Conceptualization and assessment of groundwater–seawater interactions on bedrock islands

Abstract

Groundwater and seawater interactions (GSIs) in coastal areas are significantly influenced by climate change and anthropogenic activities. However, few studies have focused on GSIs on a bedrock island scale. Compiled literature data from global investigations shows that over 68 % of investigated bedrock islands and coasts worldwide have been seriously threatened by groundwater salinization and NO₃-N contamination. This study investigates the Changshan Islands in Shandong, China. Utilizing hydrogeological data, historical rainfall, long-term groundwater levels (2010–2021), and multi-period hydrochemical data (2015–2021) to analyze groundwater dynamics and hydrochemical processes.

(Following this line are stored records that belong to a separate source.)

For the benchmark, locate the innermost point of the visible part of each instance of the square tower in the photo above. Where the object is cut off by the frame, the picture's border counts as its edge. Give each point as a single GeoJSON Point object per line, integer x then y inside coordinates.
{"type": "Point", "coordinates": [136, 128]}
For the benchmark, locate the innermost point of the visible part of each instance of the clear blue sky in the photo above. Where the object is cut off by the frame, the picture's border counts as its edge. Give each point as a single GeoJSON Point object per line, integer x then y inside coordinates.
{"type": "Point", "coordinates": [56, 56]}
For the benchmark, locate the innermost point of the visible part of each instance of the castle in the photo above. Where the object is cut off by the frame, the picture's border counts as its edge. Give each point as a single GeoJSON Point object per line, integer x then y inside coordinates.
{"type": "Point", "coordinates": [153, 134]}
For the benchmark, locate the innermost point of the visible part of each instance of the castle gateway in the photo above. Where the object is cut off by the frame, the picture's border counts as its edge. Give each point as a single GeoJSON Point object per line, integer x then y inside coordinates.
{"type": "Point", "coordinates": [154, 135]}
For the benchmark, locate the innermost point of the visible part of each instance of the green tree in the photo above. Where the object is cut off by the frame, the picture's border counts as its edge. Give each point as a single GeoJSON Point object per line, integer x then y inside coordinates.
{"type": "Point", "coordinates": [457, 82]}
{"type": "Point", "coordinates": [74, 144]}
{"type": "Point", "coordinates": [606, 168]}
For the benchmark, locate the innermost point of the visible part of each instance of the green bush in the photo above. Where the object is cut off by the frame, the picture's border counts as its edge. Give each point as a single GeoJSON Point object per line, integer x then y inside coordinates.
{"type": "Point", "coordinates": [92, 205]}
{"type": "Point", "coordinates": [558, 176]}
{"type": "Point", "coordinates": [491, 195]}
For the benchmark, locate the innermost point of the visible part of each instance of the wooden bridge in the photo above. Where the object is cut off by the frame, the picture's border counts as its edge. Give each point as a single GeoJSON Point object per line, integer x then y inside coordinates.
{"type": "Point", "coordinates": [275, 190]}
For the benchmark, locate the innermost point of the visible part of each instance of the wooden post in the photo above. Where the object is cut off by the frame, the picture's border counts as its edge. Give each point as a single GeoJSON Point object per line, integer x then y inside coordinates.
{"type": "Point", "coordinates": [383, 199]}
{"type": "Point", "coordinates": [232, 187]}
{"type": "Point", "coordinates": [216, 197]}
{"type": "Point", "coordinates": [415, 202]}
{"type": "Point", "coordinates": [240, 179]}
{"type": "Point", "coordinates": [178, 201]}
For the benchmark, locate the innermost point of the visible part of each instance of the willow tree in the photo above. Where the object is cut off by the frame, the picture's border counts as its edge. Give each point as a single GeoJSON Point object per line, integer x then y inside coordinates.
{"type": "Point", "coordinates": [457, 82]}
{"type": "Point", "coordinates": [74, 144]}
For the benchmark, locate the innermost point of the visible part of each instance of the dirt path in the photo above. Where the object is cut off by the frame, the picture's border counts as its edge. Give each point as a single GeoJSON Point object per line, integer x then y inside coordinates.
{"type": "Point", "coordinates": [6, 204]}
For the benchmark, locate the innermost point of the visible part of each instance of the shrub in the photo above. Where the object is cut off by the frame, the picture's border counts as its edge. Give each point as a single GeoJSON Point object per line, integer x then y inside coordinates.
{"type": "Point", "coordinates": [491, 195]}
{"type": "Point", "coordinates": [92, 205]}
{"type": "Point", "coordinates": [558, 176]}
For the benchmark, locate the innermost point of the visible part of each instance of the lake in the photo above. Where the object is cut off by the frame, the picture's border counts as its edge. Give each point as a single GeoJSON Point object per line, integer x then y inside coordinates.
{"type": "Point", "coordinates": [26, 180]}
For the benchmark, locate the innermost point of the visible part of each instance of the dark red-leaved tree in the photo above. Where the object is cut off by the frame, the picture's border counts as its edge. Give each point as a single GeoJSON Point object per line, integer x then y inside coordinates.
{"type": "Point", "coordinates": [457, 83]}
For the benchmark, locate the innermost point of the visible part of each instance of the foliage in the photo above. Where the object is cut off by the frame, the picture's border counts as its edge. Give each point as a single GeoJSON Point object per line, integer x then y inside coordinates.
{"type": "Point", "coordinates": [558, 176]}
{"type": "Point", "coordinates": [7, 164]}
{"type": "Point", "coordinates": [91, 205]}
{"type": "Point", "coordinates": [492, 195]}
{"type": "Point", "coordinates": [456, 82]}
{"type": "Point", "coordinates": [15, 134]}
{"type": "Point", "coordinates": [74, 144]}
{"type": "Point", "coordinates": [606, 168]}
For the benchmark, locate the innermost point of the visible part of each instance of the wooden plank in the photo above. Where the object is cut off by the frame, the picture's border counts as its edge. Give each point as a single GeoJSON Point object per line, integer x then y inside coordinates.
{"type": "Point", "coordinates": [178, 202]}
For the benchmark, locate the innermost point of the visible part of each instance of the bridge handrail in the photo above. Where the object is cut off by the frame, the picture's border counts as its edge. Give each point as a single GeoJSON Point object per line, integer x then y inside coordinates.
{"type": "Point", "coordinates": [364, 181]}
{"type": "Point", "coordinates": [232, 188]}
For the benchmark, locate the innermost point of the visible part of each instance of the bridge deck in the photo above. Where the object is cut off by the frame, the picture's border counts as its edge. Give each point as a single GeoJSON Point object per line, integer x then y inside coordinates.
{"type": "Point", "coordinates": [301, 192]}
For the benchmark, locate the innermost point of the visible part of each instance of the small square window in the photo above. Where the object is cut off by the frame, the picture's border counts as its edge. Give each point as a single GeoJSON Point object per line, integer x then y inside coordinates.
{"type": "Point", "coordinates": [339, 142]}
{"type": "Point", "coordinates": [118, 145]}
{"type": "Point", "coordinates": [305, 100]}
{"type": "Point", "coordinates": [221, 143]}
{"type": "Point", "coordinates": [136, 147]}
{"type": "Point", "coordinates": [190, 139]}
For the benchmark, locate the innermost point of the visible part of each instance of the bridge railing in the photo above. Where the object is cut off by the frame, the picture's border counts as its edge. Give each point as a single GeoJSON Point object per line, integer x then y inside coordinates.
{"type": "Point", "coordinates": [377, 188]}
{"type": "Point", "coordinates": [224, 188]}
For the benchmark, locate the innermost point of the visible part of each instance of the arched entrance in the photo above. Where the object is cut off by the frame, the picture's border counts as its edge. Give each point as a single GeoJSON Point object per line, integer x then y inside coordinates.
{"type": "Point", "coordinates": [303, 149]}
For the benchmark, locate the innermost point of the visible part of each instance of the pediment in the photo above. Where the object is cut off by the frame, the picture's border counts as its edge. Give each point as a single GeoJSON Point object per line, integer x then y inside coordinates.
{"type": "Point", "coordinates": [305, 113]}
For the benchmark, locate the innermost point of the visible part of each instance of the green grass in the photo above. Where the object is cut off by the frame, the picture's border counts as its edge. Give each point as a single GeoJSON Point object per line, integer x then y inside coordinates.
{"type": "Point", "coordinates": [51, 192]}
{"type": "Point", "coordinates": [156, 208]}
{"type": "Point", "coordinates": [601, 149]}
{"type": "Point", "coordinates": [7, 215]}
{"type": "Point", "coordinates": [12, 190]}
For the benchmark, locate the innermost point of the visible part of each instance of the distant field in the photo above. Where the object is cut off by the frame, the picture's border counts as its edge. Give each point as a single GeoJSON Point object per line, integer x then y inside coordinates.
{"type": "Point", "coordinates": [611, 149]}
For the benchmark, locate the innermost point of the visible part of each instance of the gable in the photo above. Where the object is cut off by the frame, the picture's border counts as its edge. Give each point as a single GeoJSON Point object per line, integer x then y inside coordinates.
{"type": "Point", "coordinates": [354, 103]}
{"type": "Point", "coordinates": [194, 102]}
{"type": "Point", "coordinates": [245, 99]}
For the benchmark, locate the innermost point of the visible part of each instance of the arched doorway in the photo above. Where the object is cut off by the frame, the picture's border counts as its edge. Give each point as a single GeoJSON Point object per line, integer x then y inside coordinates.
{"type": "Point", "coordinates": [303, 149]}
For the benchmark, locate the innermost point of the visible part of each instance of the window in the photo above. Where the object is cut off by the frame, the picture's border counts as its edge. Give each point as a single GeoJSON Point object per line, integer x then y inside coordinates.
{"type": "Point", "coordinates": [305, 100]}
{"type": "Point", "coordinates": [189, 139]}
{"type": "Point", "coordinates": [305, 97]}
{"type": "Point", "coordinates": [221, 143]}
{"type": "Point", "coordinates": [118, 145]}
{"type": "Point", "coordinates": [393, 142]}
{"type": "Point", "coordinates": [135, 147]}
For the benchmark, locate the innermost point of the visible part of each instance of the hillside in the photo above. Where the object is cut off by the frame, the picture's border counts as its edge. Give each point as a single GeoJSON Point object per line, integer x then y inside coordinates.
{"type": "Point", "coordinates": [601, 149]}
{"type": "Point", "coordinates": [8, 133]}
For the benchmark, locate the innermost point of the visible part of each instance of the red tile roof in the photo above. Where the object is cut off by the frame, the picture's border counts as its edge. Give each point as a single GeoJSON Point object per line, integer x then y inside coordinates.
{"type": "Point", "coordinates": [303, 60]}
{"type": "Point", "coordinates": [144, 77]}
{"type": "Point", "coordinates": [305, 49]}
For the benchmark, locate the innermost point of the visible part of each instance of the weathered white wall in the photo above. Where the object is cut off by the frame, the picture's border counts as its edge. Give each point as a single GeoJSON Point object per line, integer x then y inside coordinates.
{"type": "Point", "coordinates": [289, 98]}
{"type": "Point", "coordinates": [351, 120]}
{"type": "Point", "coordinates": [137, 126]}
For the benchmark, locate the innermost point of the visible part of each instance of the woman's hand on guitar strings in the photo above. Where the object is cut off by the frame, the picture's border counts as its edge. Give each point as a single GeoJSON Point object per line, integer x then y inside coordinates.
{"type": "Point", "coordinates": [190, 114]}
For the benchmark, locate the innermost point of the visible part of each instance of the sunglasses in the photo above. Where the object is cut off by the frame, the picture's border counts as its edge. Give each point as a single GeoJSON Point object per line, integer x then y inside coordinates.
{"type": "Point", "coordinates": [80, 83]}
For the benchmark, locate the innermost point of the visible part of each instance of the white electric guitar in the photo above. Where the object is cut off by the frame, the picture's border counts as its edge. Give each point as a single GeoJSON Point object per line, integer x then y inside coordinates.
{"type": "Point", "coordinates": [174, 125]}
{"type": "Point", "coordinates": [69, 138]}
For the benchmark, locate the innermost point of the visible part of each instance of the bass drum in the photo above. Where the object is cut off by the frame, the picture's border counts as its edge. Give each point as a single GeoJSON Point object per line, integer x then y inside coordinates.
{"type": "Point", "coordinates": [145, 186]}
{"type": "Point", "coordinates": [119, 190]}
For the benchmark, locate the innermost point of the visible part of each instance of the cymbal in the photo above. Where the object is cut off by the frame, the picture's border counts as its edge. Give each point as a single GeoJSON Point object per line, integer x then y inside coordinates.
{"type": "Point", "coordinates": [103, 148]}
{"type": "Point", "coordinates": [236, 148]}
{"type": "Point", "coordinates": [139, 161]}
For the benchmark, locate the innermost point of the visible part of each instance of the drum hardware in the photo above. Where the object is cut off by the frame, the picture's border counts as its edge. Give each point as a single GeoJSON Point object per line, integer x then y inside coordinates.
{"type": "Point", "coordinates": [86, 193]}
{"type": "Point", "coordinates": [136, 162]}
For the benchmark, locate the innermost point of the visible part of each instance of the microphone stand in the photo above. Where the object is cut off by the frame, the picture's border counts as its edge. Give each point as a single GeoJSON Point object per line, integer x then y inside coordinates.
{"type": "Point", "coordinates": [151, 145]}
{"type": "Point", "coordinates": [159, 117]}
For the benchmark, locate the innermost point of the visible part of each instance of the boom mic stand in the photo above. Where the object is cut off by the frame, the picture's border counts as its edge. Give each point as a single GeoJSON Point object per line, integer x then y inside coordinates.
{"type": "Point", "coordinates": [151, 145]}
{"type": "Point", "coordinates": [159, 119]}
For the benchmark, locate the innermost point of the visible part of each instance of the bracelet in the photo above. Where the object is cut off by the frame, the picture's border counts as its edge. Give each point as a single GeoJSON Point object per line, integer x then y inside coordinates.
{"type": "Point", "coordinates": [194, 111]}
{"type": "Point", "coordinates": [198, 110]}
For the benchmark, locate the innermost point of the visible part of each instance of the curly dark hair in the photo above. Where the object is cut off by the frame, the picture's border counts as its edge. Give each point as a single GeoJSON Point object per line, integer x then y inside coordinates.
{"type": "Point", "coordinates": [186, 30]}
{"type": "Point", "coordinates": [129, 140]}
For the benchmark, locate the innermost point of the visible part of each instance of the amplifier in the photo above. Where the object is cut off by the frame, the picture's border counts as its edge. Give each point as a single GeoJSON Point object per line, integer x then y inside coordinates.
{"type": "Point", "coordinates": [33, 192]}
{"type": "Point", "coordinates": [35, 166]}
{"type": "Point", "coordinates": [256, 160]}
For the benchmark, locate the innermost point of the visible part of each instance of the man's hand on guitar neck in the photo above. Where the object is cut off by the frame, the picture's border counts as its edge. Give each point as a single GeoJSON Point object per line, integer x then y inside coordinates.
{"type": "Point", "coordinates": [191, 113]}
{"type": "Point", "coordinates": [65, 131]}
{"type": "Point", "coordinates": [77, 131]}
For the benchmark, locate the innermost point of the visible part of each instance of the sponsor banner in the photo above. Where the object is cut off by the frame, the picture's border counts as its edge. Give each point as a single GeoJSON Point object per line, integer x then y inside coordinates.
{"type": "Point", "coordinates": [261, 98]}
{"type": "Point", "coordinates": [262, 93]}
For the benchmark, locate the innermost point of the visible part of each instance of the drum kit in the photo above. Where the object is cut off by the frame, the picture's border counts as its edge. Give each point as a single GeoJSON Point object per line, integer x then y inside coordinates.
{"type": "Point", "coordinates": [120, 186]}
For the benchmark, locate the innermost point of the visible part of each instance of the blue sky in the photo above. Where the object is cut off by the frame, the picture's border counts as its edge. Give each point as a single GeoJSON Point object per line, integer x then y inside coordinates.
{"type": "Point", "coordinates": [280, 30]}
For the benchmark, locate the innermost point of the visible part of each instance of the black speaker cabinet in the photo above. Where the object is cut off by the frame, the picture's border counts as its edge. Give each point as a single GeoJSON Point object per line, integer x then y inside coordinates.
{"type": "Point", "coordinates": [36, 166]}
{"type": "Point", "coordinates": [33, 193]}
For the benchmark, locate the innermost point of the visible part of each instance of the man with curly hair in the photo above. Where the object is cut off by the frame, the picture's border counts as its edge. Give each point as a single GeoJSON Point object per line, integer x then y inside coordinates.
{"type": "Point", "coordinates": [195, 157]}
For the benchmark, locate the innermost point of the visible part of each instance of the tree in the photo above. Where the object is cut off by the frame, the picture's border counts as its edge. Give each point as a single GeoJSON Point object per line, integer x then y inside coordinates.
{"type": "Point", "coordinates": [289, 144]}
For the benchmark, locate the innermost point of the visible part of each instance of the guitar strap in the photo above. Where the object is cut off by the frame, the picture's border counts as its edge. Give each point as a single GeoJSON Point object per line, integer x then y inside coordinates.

Results reveal severe NO₃-N contamination in groundwater, with concentrations peaking at 40 mg/L, primarily due to domestic wastewater discharge and tourism activities. Excessive groundwater extraction exacerbates NO₃-N migration into deeper aquifers. Seawater intrusion (SWI) and submarine groundwater discharge (SGD) rates were calculated using Darcy’s law, with Cl^- and NO₃-N fluxes estimated. SWI is more pronounced on the north island, with an average SWI rate of 0.3 m/d. The associated Cl^- and NO₃-N fluxes are on average 119187.6 and 69.6 mmol/(m²·d), respectively. The southern island, largely free of SWI, has an average SGD rate of 0.2 m/d, with Cl^- and NO₃-N fluxes averaging 3912.1 and 81.8 mmol/(m²·d), respectively. Key factors influencing GSIs are precipitation, heterogeneous structure, hydrogeological conditions, and groundwater extraction. Based on these findings, we proposed a conceptual model of GSIs for these islands. This study would be helpful to enhance the understanding of island-scale GSIs’ patterns and the scientific management of island groundwater resources.